Both mean‑field calculations and exact diagonalization (ED) on a 3 × 5 unit‑cell cluster (14 holes) reveal a two‑fold degenerate hybrid ground state. The two states differ markedly in their band dispersions, thereby breaking the C₃ rotational symmetry of the bare moiré lattice. More importantly, they possess opposite Berry‑curvature dipoles (BC‑dipole) and opposite orbital‑magnetic‑moment dipoles (OM‑dipole). Consequently, the orbital gyrotropic Hall effect (OGHE) and orbital gyrotropic magnetic effect (OGME) – described by tensors R_H^a and R_M^a – acquire finite, opposite values in the two states. The gyrotropic tensors are forbidden by parity in a symmetric system; their emergence here is a direct signature of the spontaneous parity breaking.

ED results corroborate the mean‑field picture: as χ increases, the energy splitting between the two lowest eigenstates vanishes for χ ≳ 0.24, confirming exact degeneracy. The orbital polarization σ_z = ⟨c_A†c_A – c_B†c_B⟩ becomes non‑zero and opposite in the two states, serving as an electronic order parameter for parity breaking. Simultaneously, the cavity field expectation ⟨a⟩ acquires opposite signs, demonstrating that the vacuum field itself undergoes spontaneous symmetry breaking—distinct from the conventional super‑radiant phase transition, which requires a macroscopic photon condensate in the thermodynamic limit.

The authors explore tunability of the gyrotropic response. The cavity polarization vector e_p = (cos θ, sin θ) controls the direction of the effective electric field. The gyrotropic components R_x and R_y exhibit sinusoidal dependence on θ; for θ = 0 (field along x) only R_x is non‑zero, while for θ = π/2 (field along y) only R_y survives. This selection follows from residual C₂^x or C₂^y symmetries that forbid the orthogonal component. Additionally, applying an interlayer bias Δ creates an on‑site energy difference between the two sublattices, explicitly breaking parity. Under finite Δ the two‑fold degeneracy disappears, new gyrotropic components appear, and the system can undergo a topological phase transition (change of Chern number). Remarkably, the Berry‑curvature dipole R_H^x changes sign continuously across the transition, offering a clear experimental hallmark.

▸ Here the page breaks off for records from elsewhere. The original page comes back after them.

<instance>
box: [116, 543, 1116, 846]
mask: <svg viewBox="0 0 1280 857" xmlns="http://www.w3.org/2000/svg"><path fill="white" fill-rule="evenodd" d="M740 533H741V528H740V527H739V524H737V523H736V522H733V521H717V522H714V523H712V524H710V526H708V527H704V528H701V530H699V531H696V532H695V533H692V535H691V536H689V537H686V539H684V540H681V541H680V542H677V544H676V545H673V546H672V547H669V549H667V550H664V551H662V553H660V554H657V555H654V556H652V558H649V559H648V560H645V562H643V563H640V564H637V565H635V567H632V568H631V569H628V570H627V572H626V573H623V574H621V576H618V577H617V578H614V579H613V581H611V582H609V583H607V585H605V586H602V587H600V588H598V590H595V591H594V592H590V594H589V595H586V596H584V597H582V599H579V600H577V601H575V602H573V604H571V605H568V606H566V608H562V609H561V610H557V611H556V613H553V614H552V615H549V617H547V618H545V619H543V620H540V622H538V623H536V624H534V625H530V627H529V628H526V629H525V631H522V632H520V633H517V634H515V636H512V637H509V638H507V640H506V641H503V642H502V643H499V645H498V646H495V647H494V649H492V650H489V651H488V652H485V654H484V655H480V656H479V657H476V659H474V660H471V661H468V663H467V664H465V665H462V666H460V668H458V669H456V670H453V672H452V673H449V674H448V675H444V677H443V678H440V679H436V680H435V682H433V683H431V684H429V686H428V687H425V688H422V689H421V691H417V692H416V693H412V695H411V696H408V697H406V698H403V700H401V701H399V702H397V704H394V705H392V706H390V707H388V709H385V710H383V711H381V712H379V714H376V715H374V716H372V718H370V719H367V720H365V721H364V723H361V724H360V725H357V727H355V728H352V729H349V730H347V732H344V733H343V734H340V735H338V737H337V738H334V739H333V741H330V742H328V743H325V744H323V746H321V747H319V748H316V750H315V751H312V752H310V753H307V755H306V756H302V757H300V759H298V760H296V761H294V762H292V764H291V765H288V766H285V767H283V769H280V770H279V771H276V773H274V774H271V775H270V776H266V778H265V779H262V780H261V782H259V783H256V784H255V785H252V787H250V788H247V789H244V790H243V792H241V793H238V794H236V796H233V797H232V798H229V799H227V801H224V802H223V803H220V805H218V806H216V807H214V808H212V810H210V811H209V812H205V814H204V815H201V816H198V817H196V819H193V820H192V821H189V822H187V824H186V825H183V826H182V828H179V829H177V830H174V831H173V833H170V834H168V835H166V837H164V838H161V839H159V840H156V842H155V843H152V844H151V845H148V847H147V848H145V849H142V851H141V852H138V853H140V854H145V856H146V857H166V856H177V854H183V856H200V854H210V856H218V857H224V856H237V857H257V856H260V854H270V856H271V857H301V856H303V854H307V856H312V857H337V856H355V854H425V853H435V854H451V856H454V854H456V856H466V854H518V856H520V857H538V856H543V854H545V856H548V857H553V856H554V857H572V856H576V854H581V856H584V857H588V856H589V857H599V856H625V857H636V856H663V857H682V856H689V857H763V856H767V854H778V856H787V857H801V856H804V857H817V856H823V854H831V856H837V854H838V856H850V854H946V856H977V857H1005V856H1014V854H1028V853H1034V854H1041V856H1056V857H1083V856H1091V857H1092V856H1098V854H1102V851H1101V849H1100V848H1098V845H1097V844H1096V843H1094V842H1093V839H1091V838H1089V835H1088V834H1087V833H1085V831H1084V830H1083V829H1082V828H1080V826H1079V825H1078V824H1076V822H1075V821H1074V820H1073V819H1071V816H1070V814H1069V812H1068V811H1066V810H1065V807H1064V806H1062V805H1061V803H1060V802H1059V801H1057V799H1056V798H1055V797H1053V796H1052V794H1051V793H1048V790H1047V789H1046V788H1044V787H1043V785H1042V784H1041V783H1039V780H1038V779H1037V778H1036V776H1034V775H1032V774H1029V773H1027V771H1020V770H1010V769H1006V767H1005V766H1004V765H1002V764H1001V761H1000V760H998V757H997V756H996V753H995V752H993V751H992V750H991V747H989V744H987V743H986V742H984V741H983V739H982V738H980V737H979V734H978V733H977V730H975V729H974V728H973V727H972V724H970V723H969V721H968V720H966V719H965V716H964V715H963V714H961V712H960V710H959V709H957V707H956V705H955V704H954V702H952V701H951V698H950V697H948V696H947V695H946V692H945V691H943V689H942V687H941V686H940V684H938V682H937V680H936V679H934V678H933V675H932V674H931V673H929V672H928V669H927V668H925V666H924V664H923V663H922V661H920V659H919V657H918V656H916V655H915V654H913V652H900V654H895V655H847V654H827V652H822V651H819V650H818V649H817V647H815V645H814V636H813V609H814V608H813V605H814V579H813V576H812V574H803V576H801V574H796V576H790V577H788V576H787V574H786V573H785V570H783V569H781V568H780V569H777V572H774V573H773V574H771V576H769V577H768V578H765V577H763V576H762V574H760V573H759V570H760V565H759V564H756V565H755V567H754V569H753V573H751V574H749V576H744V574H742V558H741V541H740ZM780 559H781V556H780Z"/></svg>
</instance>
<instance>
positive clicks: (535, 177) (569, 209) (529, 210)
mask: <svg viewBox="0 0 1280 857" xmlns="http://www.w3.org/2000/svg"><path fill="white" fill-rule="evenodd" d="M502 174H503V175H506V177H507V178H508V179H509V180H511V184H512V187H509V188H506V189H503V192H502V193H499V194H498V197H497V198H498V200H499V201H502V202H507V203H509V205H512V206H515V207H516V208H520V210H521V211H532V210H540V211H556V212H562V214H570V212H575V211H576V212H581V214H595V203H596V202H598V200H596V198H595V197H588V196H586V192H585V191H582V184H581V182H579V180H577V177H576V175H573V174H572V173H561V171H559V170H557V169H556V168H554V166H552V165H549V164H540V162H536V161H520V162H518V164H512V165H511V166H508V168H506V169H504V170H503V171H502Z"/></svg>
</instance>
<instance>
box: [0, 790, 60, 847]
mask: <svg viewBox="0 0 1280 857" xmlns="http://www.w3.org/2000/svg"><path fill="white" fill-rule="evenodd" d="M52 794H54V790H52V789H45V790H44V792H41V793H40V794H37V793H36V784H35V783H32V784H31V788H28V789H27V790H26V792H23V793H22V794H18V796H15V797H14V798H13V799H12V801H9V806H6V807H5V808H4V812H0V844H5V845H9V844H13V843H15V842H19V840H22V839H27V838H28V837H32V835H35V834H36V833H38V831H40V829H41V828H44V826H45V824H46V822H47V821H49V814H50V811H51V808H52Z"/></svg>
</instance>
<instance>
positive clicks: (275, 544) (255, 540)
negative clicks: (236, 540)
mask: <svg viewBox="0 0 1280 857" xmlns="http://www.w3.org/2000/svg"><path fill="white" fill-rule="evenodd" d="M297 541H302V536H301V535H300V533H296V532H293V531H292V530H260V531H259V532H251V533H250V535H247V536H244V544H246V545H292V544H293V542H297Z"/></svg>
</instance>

In the discussion, the authors contrast their findings with the long‑standing debate on photon condensation in cavity QED. Their mesoscopic setting (∼10⁴ electrons) lies far from the thermodynamic limit, yet the exact diagonalization unambiguously shows ⟨a⟩ ≠ 0 as a manifestation of parity breaking rather than a macroscopic coherent state. This “vacuum‑induced symmetry breaking” provides a new route to generate otherwise forbidden linear responses in non‑magnetic crystals.

In summary, the work demonstrates that ultrastrong coupling to a THz cavity can transmit the cavity’s C₃ symmetry breaking to a moiré superlattice, and the collective electron‑photon interaction can spontaneously break parity, yielding two degenerate hybrid ground states with opposite orbital gyrotropic Hall and magnetic effects. The magnitude and orientation of these effects are highly tunable via cavity field polarization and interlayer bias, establishing cavity‑embedded moiré systems as a versatile platform for engineering exotic electromagnetic responses and suggesting broader applicability to other strongly correlated phases such as superconductivity or charge‑density waves.